Soon-to-be graduate Frank O'Connell has set his sights on Chico State University, majoring in civil engineering.
O'Connell said that he chose to go to a four-year university because, "I'm the first out of my family to go to college."
O'Connell's father is a surveyor and in the construction business.
"I see how hard it is to make good money without a license (in surveying)," O'Connell said about attending college.
While attending high school, O'Connell also works at Brown Construction in Crescent City in the morning for at least two hours, then after school he works at Grey Sky Engineering for at least five hours a day.
O'Connell has two after-school jobs to pay for college.
He said that pursuing his career outside Del Norte County was a good decision because, "I think the construction (business) will slow down (in Del Norte County)."
Virginia Townsend, a Native American student from the Karuk Tribe in Happy Camp, is headed to the Del Norte College of the Redwoods for a General Education Degree with a focus on education.
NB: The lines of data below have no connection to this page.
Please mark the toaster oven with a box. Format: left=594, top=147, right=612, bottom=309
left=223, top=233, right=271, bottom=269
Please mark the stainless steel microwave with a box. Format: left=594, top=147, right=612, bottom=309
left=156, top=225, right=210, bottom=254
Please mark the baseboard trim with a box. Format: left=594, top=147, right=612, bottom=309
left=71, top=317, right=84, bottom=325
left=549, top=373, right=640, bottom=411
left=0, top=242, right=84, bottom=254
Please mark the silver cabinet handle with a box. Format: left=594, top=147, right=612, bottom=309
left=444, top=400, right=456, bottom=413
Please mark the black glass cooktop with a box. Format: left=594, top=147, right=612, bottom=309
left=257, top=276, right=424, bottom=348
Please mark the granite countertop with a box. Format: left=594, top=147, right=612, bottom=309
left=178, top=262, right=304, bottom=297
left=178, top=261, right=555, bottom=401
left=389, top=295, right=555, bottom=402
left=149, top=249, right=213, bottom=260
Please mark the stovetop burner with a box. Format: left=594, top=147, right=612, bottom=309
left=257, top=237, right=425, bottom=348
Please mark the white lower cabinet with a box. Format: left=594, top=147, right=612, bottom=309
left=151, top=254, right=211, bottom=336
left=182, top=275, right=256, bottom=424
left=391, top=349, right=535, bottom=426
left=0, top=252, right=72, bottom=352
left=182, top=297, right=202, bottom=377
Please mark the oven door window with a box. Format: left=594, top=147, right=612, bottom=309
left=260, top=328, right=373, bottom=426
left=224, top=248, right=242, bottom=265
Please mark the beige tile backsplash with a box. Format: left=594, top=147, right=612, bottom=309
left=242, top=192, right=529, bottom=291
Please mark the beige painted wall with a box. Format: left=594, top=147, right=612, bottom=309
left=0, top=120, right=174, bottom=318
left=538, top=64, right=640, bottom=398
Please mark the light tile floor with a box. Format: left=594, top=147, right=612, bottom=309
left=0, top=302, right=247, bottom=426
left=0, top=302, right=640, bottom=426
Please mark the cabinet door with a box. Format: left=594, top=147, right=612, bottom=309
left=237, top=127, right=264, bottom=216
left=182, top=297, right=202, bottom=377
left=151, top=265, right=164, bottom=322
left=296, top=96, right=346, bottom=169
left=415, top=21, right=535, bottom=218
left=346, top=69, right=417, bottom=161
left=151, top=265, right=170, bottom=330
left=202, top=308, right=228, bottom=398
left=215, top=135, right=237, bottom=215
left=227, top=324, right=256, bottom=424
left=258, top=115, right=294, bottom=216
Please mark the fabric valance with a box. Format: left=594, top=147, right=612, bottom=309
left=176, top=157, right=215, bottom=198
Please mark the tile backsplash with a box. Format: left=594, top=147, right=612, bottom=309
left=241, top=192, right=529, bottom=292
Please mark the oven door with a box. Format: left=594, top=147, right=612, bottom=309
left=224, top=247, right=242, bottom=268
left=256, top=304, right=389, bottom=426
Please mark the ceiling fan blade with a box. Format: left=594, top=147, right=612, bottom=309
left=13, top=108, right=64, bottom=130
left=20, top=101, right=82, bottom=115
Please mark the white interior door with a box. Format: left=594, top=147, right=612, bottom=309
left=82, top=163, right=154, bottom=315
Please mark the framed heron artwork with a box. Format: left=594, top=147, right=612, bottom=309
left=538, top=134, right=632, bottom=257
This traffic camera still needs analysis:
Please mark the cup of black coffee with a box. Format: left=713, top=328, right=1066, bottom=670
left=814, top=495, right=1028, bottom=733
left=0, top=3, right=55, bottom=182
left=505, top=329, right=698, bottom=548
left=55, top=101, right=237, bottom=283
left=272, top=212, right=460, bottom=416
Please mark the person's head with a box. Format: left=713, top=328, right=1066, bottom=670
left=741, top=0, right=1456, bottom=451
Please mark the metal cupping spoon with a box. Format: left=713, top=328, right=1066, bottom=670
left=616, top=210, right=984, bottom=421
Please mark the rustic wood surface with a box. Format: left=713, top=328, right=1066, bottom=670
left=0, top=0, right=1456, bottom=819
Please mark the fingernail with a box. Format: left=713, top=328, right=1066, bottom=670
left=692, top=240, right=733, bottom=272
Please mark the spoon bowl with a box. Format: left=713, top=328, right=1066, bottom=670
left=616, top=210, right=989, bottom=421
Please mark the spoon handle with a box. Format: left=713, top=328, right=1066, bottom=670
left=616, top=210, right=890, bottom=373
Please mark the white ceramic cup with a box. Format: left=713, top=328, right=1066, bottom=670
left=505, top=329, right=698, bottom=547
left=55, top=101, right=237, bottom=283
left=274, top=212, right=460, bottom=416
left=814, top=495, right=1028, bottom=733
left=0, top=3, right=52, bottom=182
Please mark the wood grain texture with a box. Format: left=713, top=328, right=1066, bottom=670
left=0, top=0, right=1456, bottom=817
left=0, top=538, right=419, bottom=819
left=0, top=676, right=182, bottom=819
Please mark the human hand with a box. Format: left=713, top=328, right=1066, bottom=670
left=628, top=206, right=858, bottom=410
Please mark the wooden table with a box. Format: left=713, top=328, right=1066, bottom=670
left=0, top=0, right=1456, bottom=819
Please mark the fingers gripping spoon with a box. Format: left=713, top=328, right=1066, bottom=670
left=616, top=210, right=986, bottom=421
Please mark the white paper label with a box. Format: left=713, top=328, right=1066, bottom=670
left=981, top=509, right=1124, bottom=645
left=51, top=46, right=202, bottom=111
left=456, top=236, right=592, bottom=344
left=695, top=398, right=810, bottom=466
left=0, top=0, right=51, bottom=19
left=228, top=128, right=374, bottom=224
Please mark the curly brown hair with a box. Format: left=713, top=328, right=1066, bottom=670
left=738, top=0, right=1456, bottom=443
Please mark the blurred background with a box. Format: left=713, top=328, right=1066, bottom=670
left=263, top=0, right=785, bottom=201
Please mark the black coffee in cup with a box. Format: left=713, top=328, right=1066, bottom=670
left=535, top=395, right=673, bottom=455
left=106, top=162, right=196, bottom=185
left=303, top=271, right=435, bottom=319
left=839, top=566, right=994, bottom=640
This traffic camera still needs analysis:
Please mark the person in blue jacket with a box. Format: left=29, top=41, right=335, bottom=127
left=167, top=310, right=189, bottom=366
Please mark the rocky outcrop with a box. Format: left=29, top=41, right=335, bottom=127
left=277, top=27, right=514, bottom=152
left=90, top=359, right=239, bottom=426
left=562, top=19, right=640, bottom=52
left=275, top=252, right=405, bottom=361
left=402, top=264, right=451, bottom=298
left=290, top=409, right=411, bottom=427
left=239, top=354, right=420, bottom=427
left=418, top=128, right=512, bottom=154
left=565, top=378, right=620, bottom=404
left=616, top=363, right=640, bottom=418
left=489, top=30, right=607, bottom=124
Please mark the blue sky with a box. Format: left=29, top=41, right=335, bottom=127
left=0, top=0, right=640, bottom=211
"I will be the first one from this generation of my family to go to college," Townsend said.
Townsend was a tutor during her first three years in high school for the Northern California Indian Development Center.
"I know that we're the least expected to graduate," she said of Native American students and her decision to go to college.
Townsend said she wants to become a teacher to help other Native American students achieve their goals in education.
"They have a life ahead of them ¬Ė their graduation and education ¬Ė they just have to step up and take it."
A senior survey, created by the Del Norte High School counseling office, was given in May to determine where students were headed after high school.
The survey was taken by 196 students that are getting ready to graduate June 15.
The list created was divided into sections according to what each student indicated they wanted to do after high school.
The sections included four-year college students, community college students, students headed into the military, students moving on to vocational training.
The final section included foreign exchange students, those who wanted to work, travel or who were undecided at the time of the survey.
The students included in the sections have been accepted to the college, military branch or vocational school they plan on attending.
More than half of the graduates will attend the College of the Redwoods in Del Norte and Eureka to pursue degrees in general education. Some of those graduates plan to head to a university after they receive their general education.
A quarter of the graduates are headed to four-year colleges.